Psicanalista e mestre em Filosofia pela USP, Pedro de Santi faz um parêntese nessa conversa. Ele não acha que ser cordial e brigar sejam coisas excludentes. Ele lembra que o homem cordial, no conceito de Sergio Buarque de Hollanda, não é necessariamente doce e educado, mas alguém que age pelo coração.
- O homem cordial personaliza as relações e as discussões, e isto combina bem com a transformação da diferença de ideias em "ofensas" - afirma.
Fechado o parêntese, que também alerta para a importância que damos a nossos próprios estereótipos, o fato de as brigas políticas terem saído do âmbito da militância também mostra a divisão social identificada por Monclaire vários parágrafos atrás: o Brasil avançou na integração econômica, mas ainda está longe de ser um país coeso, com o respeito à convivência com o outro.
A essa soma de fatores, vem um que já está batido, mas é fundamental: as redes sociais. São nelas que se proliferam as piores ofensas, a insinuação mais irresponsável, a decepção mais dolorida com um amigo que se revela um idiota ao não pensar como você.
- É claro que não há esse ressentimento com todo mundo, mas as redes são uma mostra bem fiel do que acontece na vida real, onde ninguém quer se escutar - diz Luiz Ruffato.
Monclaire, porém, alerta para o peso que esses embates têm na vida real. Para ele, o clube do ódio virtual e as eventuais brigas de militantes do lado de fora das redes de televisão nos debates não são um resumo do país.
- A mídia só mostra o que é diferente, espetacular. Ninguém vai filmar pessoas conversando normalmente sobre política em um escritório, ou num boteco. Seria interessante ver as conversas em restaurantes, ver como é a conversa sobre a decisão do voto - alerta.

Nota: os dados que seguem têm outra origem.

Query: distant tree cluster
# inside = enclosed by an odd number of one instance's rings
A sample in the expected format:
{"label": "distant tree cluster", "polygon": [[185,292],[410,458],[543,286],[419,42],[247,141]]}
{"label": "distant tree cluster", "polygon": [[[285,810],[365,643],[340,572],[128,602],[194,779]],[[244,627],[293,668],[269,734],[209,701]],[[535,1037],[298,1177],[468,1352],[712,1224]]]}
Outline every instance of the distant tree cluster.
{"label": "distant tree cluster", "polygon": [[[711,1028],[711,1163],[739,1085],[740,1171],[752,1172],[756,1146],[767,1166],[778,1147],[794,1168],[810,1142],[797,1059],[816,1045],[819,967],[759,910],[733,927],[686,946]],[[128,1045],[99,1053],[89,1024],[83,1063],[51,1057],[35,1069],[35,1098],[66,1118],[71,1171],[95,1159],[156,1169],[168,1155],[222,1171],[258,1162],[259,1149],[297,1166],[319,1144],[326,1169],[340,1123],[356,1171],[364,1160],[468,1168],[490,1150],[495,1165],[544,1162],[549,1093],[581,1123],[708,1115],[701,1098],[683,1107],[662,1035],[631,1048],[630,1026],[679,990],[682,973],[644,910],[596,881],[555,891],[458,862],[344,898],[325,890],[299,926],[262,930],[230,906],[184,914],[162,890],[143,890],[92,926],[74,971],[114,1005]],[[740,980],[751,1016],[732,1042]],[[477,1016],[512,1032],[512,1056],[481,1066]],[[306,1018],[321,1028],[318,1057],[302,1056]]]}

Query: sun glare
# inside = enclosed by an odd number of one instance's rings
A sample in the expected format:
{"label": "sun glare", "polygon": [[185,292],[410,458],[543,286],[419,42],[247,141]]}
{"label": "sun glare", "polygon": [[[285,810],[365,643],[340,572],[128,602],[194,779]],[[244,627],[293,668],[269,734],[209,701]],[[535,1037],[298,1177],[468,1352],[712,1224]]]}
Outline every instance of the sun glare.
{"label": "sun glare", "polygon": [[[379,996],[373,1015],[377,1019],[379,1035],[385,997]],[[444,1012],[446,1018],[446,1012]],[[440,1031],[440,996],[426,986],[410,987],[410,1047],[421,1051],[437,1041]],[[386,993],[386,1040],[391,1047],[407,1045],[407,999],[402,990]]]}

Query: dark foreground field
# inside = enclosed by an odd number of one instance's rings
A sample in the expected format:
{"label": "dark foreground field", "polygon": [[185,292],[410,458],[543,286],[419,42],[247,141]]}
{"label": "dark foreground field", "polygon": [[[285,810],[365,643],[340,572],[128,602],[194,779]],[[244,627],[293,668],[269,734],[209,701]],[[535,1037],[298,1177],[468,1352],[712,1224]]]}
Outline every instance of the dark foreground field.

Também achei que seria interessante, e resolvi passar toda a quinta-feira prestando atenção em diálogos de pessoas comuns. Fui almoçar em um restaurante cheio na região dos fóruns, dei uma volta por um shopping, fui tomar um café no Centro de Porto Alegre, depois outro numa padaria, acabei no super. Em todos os lugares, parei como quem não quer nada ao lado de quem batia papo, para escutar. Não flagrei uma briga sequer. Na Praça da Alfândega, até achei três senhores discutindo. Cheguei perto, esperançoso em ver um round de Dilma x Aécio, mas a briga era sobre a zaga do Inter.
Então as confusões que pipocam no meu Facebook não são mesmo a ponta visível de algo maior? Sei não. Voltando para o jornal, abri o whatsapp e estava tudo lá: da colega de faculdade fazendo campanha pela Dilma no meio de qualquer conversa até os amigos de colégio que me inundaram com montagens pedindo votos para Aécio. No Facebook, um amigo fazia a contagem de contatos bloqueados por "idiotice eleitoral". É a liberdade de não estar frente a frente com o debatedor causando excessos, concordam Monclaire e Ruffato.

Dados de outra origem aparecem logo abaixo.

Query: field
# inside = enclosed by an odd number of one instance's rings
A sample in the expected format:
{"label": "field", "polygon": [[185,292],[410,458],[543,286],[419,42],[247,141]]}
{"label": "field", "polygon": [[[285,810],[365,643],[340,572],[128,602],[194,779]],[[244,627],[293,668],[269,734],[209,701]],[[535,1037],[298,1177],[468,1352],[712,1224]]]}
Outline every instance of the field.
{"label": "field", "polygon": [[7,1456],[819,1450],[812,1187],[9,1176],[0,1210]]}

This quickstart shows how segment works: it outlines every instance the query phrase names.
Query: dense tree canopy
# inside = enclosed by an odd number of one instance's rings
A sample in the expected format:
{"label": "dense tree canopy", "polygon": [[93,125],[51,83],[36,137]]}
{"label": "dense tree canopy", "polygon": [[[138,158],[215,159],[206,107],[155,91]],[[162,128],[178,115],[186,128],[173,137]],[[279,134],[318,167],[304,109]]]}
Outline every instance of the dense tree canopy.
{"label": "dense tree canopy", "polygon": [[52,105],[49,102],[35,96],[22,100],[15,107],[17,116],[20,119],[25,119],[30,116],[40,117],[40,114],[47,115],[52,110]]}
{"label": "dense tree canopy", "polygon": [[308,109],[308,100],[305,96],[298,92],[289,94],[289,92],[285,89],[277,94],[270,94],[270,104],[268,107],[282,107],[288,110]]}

Resta saber o que ficará disso tudo na segunda-feira. Teremos aprendido um pouco sobre como discutir sem brigar? Ou sairemos deste 26 de outubro como um país separado por clichês agressivos - nordestinos versus sulistas, assistencialistas contra neoliberais, populistas ante intelectualoides, pobres x ricos?
- É um cenário forte, mas o Brasil já esteve dividido outras vezes. As diferenças existem, mas acho que ficarão restritas à arena eleitoral. As pessoas não vão sair se pegando no meio da rua depois da eleição - diz o cientista político Leonardo Barreto.
Que também lembra: tudo deve voltar daqui a dois anos, quando tem eleição de novo.